Network Access Protection (NAP) includes client components and server components that allow you to define the required software and system configurations for computers that connect to your network. NAP enforces health requirements by inspecting and assessing the health of client computers, limiting network access when client computers are noncompliant, and remediating noncompliant client computers for unlimited network access. NAP enforces health requirements on client computers that are attempting to connect to a network. NAP also provides ongoing health compliance enforcement while a compliant client computer is connected to a network.
NAP enforcement occurs at the moment client computers attempt to access the network through network access servers, such as an RRAS server providing VPN services, or when clients attempt to communicate with other network resources.
NAP enforcement for VPN is deployed with a VPN enforcement server component and a VPN enforcement client component. VPN servers can enforce health policy when client computers attempt to connect to the network using a VPN connection. VPN enforcement provides strong limited network access for all computers accessing the network through a VPN connection.
VPN enforcement is different from Network Access Quarantine Control, which is a feature in Windows Server 2003 and Internet Security and Acceleration (ISA) Server 2004.
Deploying NAP with VPN
To deploy NAP with VPN, you must configure the following:
- Install and configure RRAS as a VPN server.
- In Network Policy Server (NPS), configure VPN servers as RADIUS clients. Also configure connection request policy, network policy, and NAP health policy.
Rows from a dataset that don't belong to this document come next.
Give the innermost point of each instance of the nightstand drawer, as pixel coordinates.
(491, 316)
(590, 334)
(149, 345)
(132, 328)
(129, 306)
You can configure these policies individually using the NPS console or you can use the Network Access Protection wizard.
- Enable the NAP VPN enforcement client and the NAP service on NAP-capable client computers.
- Configure the Windows Security Health Validator (WSHV) or install and configure other system health agents (SHAs) and system health validators (SHVs), depending on your NAP deployment.
- If you are using PEAP-TLS or EAP-TLS with smart cards or certificates, deploy a public key infrastructure (PKI) with Active Directory® Certificate Services (AD CS).
- If you are using PEAP-MS-CHAP v2, issue server certificates with either AD CS or purchase server certificates from a trusted root certification authority (CA).
Configuring remote access policies
You must use NPS to create and configure remote access policies. Use the following steps to set the remote access policy to grant user access.
Membership in the local Administrators group, or equivalent, is the minimum required to complete this procedure.
|To configure the remote access policy|
Right-click Remote Access Logging & Policies, and then click Launch NPS.
Click Network Policies.
Double-click Connections to Microsoft Routing and Remote Access server.
On the Overview tab, under Access Permission, click Grant access, and then click OK.